An Introduction…

Who thinks healing is easy?

Right now, in a world where social media runs supreme, spirituality has become a fad. Look through IG, Facebook or TikTok and you see an array of aesthetics that probably make you feel like you don’t know what you’re doing. Cheat code – None of us do. All the smoke and mirrors with the bullshit quotes & memes. Be love and light and all the things. I’ve scrolled myself to sleep like many reading this, so zero judgment here. My point with this is, most people focus on the light and not on the shadow. But how can you heal and be your brightest light if you’re not looking deep within yourself at your own traumas? Where is the self-accountability? Where’s the social media content on that? Now, I know there are social media accounts that DO point out the shadow. My opinion is they aren’t popular, and the algorithms prevent you from seeing anything that’s not society’s hot spot.

Can we talk about real healing? I’m talking about the snot inducing ugly cry you have when you just can’t take your shit anymore and you want to know: WHY? WHY DO I FEEL THIS WAY? WHY IS THIS HAPPENING TO ME? WHY… fill in your why here. Where is the community gathering to talk about hard topics like losing someone close to you? Whether it be death, betrayal or outgrowing your current environment. Better yet – Does anyone have a definitive way on how to let go?

Let me introduce myself. I’m Taryn. I started on my spiritual awakening in earnest about 5 years ago. I think I started to wake up a year or two before that, but I was so afraid of what I was seeing, I kept my head down for a little bit longer. I’ll start by saying I am a neglected child, byproduct of having a mentally ill mother and a father with addictions. I have a younger sister and for a long time the trauma separated us instead of binding us together. I now have 2 children of my own: 14 year old girl and 12 year old boy. I’m raising these children while I’m healing the child in me. Isn’t that mind blowing? I’ve come to the point in my journey where I can say this and mean it – my parents did the best they could. They came from even worse settings. In my opinion, they triumphed because they gave my sister and I more than they ever had. But that doesn’t mean my childhood didn’t suck. That my inner child doesn’t have feelings about what she had to endure. I have unresolved traumas that I continue to work through.

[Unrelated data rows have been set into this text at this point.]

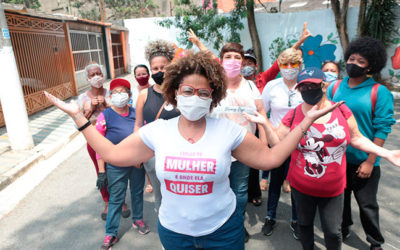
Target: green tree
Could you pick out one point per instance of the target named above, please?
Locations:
(30, 4)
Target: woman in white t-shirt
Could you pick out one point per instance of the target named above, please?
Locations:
(193, 156)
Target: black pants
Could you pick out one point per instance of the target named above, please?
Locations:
(329, 209)
(365, 191)
(254, 191)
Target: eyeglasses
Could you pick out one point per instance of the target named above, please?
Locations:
(203, 93)
(286, 65)
(308, 86)
(292, 93)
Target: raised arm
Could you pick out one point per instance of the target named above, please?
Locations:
(254, 154)
(362, 143)
(131, 151)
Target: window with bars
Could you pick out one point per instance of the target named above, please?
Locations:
(86, 47)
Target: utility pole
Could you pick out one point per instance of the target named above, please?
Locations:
(12, 98)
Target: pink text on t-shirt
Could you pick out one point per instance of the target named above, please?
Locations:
(190, 165)
(189, 188)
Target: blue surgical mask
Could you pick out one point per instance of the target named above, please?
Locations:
(330, 76)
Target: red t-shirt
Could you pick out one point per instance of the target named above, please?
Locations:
(318, 164)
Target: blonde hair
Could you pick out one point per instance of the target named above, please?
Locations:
(290, 55)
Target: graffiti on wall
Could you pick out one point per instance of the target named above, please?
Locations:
(315, 52)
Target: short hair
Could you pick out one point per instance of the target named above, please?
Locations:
(371, 49)
(92, 65)
(290, 55)
(160, 48)
(201, 63)
(140, 66)
(330, 61)
(232, 47)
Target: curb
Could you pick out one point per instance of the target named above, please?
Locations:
(11, 175)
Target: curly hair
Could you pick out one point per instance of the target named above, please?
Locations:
(201, 63)
(159, 48)
(371, 49)
(290, 55)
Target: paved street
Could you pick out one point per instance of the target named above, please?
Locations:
(63, 212)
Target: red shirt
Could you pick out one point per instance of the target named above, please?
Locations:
(318, 164)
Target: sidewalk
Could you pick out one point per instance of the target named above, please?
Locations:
(51, 130)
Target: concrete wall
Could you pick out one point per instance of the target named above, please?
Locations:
(270, 26)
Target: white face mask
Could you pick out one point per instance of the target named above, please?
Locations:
(193, 107)
(290, 74)
(120, 99)
(96, 81)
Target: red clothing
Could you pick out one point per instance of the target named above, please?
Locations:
(264, 77)
(318, 164)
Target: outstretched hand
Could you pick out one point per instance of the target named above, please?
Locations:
(314, 113)
(394, 157)
(71, 108)
(257, 118)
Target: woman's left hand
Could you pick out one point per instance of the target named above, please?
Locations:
(257, 118)
(394, 157)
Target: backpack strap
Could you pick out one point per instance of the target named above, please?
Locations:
(374, 97)
(335, 86)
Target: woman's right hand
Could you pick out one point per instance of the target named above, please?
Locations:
(193, 37)
(71, 108)
(257, 118)
(314, 113)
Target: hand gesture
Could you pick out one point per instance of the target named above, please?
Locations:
(394, 157)
(257, 118)
(192, 37)
(71, 108)
(365, 169)
(315, 113)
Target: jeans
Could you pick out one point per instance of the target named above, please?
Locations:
(150, 167)
(278, 175)
(104, 193)
(329, 208)
(365, 191)
(239, 178)
(117, 184)
(230, 236)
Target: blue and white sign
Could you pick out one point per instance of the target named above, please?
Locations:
(6, 33)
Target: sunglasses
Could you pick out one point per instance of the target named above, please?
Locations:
(286, 65)
(202, 93)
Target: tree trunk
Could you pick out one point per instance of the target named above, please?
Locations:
(361, 17)
(255, 40)
(341, 21)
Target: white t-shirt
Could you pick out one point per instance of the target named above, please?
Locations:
(238, 101)
(197, 198)
(276, 97)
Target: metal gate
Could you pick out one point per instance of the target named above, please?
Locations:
(43, 60)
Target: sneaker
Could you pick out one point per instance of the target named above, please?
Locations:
(345, 233)
(268, 227)
(246, 235)
(296, 231)
(109, 241)
(141, 227)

All of these cycles we’re being told to break – it can take generations. You can’t break everything by yourself. You’re not meant to. The last 5 years have been eye opening. Brutal at times. While the things that happened when I was younger were not within my control, I had to take responsibility for where I went with it all as an adult. The relationships I developed because of it; the codependency, insecurities, jealousy were hard pills to swallow. These were all direct mirrors of myself. All these nasty feelings no one ever admits to having. I had no one giving me a safe space for my feelings – we’re automatically taught to shame ourselves for feeling this way. That shame helped me develop some addictions of my own to escape the shitty reality I lived in and to determine talking about feelings was bad. I put up this massive shield to protect myself from the world of hurt I was living in. What I’ve learned on my healing journey is that shield is my shadow.

Welcome to my blog/forum (Deep Waters). My goal here is to create a safe space for those in the community who are ready to face their shadow, heal and love themselves. I’m honored to serve my community in this space and I’m looking forward to hearing your voice. When the download hits, I’ll be writing about a topic I’m dealing with myself. Let’s get into the hard feelings we need help processing through but feel like we can’t talk to anyone about because they’ll look at us different. Open throat chakra anyone? If we can bring this darkness out and give it the sacred space it needs and deserves, we can appreciate our light more and live in a balance of both. Imagine how much lighter that feels.

Have you sat with your shadow? Really looked at how they look and feel?  If not, are you ready to? Are you willing to acknowledge the dark parts of yourself so you can determine where they come from to heal and let go? That’s what healing REALLY IS. Integration. Pulling together all these pieces of yourself and loving every single part of you. The dark and the light. And that shit – that is NOT easy. Healing is NOT easy. Nor is it linear. There are days where we want to give up, days we want to fight instead of make peace and days we want to cry. This is a non-judgment, safe community space for you to talk about those days.

That shadow Taryn? She protected me when I was too weak to protect and speak up for myself. She’s a big part of why I’m sitting in this chair right now typing this. I love her so much and I’m grateful for her getting us so far. My goal is for you to feel the same about yours.